By GERALD F. SEIB
If Americans wanted to know what a real debate sounds like, they got one Thursday night, courtesy of the two men who are supposed to be taking second billing in the presidential race.
Vice President Joe Biden and Rep. Paul Ryan provided millions of Americans the kind of slugfest the presidential contenders themselves didn't provide in their first debate. It was potent and lively, and nobody could walk away wondering how the parties differ.
Clips from the Vice Presidential Debate
But once the debate got to the differences between the two parties on spending, entitlements and taxes, the sparks flew. The two men couldn't agree any more than their parties have over the past four years.
The vice president portrayed Republicans as opposed to the crown jewels of the Democratic Party, Social Security and Medicare. "We will be no part of a voucher program [for Medicare] or the privatization of Social Security," he declared. The Republicans' plans for what their tax cuts will do for the economy are "not mathematically possible."

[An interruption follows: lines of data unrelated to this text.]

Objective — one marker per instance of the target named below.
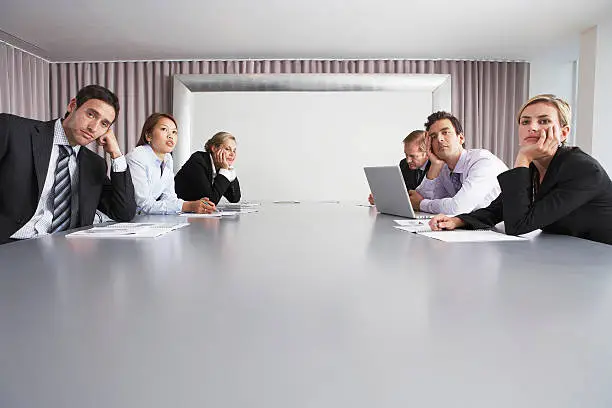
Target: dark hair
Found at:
(96, 92)
(217, 140)
(417, 136)
(150, 123)
(436, 116)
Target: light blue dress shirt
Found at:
(154, 190)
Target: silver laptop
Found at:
(390, 194)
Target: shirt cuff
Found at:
(228, 174)
(119, 164)
(425, 205)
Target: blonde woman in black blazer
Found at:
(210, 173)
(558, 189)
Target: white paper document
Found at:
(128, 230)
(216, 214)
(413, 225)
(470, 236)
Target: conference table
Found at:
(304, 305)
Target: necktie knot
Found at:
(62, 191)
(456, 180)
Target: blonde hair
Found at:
(217, 140)
(563, 109)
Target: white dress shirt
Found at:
(478, 169)
(154, 190)
(40, 223)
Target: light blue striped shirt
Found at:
(153, 189)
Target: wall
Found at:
(309, 145)
(556, 72)
(24, 83)
(595, 87)
(602, 141)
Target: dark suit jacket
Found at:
(412, 178)
(25, 151)
(194, 180)
(575, 198)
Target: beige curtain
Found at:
(24, 83)
(485, 94)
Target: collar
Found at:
(212, 164)
(157, 160)
(460, 167)
(60, 138)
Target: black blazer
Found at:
(412, 178)
(575, 198)
(25, 151)
(194, 181)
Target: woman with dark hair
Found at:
(558, 189)
(210, 173)
(151, 169)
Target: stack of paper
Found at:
(413, 225)
(128, 230)
(216, 214)
(471, 236)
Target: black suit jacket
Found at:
(575, 198)
(194, 180)
(25, 151)
(412, 178)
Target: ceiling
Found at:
(68, 30)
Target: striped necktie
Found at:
(456, 180)
(61, 191)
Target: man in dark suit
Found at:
(49, 182)
(415, 165)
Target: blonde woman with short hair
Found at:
(210, 173)
(558, 189)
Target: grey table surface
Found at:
(305, 305)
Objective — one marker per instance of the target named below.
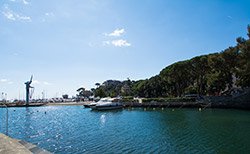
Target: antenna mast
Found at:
(28, 87)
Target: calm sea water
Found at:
(73, 129)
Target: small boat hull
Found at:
(100, 108)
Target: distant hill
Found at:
(211, 74)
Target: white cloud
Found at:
(3, 80)
(25, 2)
(49, 14)
(117, 32)
(120, 43)
(106, 43)
(10, 82)
(11, 15)
(46, 83)
(36, 82)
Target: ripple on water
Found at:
(72, 129)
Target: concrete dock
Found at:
(9, 145)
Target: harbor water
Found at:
(73, 129)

He found ways to repeatedly drive home the fact that he has been around a lot longer than his 42-year-old Republican opponent. He invoked his dealings with Ronald Reagan, and with the late House Speaker Tip O'Neill. He charged that Republicans put two wars on a credit card.
Through it all, Mr. Ryan stood his ground and gave back without flinching, giving as good as he got. He marshaled facts and figures and the details he has mastered as the Republicans' budget wunderkind.
And he subtly raised the question that was on the minds of everybody watching: Was Mr. Biden being so tough because he was trying to make up ground his boss, President Barack Obama, lost in his own lackluster debate performance against Mitt Romney at their own debate last week?
"I know you're under a lot of duress to make up for lost ground," Mr. Ryan said at one point, implying that Mr. Biden was overcompensating.
And that, in fact, will be the question that will linger in the aftermath of this debate. Did Mr. Biden even the tables in the debate sweepstakes, or did he overcompensate? Did he fight back or push too far? Were his wry smiles as Mr. Ryan spoke the sign of a wise elder tolerating a smart but ill-informed younger brother, or a sign of smugness?
Ultimately, it's likely that partisans of both political parties came away pleased. It's also likely that independents, who tire of the fighting in Washington, were less so.
Conservatives will be pleased because the debate showed they got in Mr. Ryan what they hoped for when Mr. Romney made him his surprise choice as a running mate: Somebody who would make a detailed and unapologetic defense of conservative principles on taxes and spending.
He defended both tax cuts and changes in Medicare and Social Security, and did it in a way Mr. Romney can't: by referring back to his family's middle-class roots.
"My mom and I had my grandmother move in with us who was facing Alzheimer's," he said. "Medicare was there for her, just like it's there for my mom right now who's a Florida senior. After my dad died, my mom and I got Social Security survivors benefits. Helped me pay for college."
And he used his relative youth as an argument for change: Those who change Medicare for younger adults are those who are saving the program, not those who would leave it as is: "Reform it for my generation," he said.
But Mr. Biden pleased liberals by having none of it. He responded with the kind of incredulity that those on the left wanted President Obama to bring to the discussion last week. He positioned his party as the creator of Medicare and Social Security, and Republicans as the party that, decades later, still hasn't entirely bought into them.
"Look, these guys haven't been big on Medicare from the beginning," he said. "Their party's not been big on Medicare from the beginning. And they've always been about Social Security as little as you can do. Look, folks, use your common sense. Who do you trust on this?"
Nowhere was the ideological gap more clear than in the closing statements. For Mr. Biden, the economic debate is just about leveling the nation's economic playing field for the middle class, and helping those "looking for an even shot"—people like his own mother and father, and his hometown of Scranton, Pa.
For Mr. Ryan, the economic debate is about whether to put a businessman in the White House and whether to stick with "a stagnant economy that promotes more government dependency, or a dynamic, growing economy that promotes opportunity and jobs."
They framed choices worthy of debate—and the stuff of this election.